Institut für Mathematik - Chairs - Mathematical Statistics

Mathematical statistics deal with the development of procedures, which allow for inference for a distribution based on random empirical data which are drawn from that distribution; e.g. in order to estimate certain properties of that distribution or to check some assumptions on the distribution. Furthermore, the quality of such procedures is investigated. For instance, this can be carried out by calculating the risk, i.e. the expected distance between the estimator and the true quantity to be estimated. In general, statisticians try to discover procedures which minimize that risk. Most frequently, this minimization is studied from an asymptotic viewpoint, i.e. the number of observations is assumed to tend to infinity. A major field of our research is nonparametric statistics where the target distribution is not uniquely described by finitely many real-valued parameters but must be modelled as a function (for example, density estimation and regression analysis). We focus on measurement error models where the data are contaminated by additional random effects. The reconstruction of the original target function represents a statistical inverse problem; in many cases it leads to a deconvolution problem.
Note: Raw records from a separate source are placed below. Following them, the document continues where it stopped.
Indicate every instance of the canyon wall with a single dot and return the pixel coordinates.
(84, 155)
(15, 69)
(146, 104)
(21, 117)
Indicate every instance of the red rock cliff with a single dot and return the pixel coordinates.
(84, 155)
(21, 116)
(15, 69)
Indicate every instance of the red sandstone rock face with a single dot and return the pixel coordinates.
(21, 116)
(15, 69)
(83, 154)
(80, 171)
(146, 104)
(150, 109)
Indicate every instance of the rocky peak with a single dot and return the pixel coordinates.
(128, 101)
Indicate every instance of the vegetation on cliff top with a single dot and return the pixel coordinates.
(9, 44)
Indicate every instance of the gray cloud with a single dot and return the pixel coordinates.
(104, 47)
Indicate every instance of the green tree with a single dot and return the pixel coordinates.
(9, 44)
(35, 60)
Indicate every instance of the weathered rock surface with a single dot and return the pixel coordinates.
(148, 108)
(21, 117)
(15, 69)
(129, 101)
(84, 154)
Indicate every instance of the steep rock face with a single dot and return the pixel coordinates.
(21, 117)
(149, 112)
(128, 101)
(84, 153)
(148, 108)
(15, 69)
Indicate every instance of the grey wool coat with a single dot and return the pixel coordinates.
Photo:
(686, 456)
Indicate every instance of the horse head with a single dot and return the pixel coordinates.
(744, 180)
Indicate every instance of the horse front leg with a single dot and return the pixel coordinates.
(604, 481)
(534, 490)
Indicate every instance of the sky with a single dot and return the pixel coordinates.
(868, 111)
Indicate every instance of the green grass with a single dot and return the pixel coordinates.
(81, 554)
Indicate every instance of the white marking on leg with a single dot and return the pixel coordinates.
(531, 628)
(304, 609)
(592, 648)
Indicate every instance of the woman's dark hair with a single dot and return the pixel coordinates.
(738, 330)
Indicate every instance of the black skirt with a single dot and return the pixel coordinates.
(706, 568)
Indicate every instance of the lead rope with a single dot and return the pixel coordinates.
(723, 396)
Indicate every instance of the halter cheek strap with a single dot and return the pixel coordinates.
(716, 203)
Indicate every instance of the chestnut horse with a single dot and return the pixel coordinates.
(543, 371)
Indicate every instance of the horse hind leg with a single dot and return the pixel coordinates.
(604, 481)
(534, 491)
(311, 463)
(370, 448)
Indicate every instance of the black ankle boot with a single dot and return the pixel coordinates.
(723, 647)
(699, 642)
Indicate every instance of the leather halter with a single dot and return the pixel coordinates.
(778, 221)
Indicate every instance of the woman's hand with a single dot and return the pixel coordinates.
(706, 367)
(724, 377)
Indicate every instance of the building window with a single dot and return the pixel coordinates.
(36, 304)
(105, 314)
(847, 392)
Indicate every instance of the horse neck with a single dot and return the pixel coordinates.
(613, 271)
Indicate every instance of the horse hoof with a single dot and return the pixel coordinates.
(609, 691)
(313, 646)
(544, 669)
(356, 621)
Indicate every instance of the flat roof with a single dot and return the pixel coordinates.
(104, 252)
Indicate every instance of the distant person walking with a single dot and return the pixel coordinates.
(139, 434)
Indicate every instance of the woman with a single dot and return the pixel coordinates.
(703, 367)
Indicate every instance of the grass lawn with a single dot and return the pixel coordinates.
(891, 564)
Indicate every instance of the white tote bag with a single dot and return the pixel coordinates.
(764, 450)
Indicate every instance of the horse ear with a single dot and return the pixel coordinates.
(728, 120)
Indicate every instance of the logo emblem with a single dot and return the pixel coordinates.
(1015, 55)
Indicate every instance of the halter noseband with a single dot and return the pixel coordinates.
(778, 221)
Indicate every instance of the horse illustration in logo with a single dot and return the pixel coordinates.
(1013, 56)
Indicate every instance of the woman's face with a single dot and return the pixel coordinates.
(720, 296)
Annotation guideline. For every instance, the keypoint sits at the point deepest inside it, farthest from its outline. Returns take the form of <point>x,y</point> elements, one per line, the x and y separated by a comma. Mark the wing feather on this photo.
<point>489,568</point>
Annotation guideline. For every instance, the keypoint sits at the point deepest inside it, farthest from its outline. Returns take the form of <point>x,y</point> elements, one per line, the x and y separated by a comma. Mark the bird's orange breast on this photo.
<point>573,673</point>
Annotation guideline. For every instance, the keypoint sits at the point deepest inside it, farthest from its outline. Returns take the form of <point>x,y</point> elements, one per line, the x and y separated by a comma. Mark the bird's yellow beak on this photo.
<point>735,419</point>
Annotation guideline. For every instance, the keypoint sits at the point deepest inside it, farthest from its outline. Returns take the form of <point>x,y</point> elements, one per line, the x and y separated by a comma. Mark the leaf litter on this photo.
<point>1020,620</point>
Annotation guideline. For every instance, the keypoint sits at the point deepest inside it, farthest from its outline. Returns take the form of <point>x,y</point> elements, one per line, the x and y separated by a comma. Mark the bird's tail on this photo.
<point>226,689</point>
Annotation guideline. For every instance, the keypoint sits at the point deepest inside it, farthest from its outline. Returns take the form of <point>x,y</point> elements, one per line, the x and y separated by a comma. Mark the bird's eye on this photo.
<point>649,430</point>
Stochastic processes, i.e. the collection of several random variables, e.g. random functions, occur in many statistical problems. For instance, in some models, one can construct Ito processes, whose observation is asymptotically equivalent to some corresponding curve estimation problems (in LeCam's sense). Also, the data themselves can be modelled as stochastic processes when the true data are extremely high-dimensional. Moreover, many dependent financial data can be seen as a time series (e.g. GARCH models) so that statistical methods are applicable.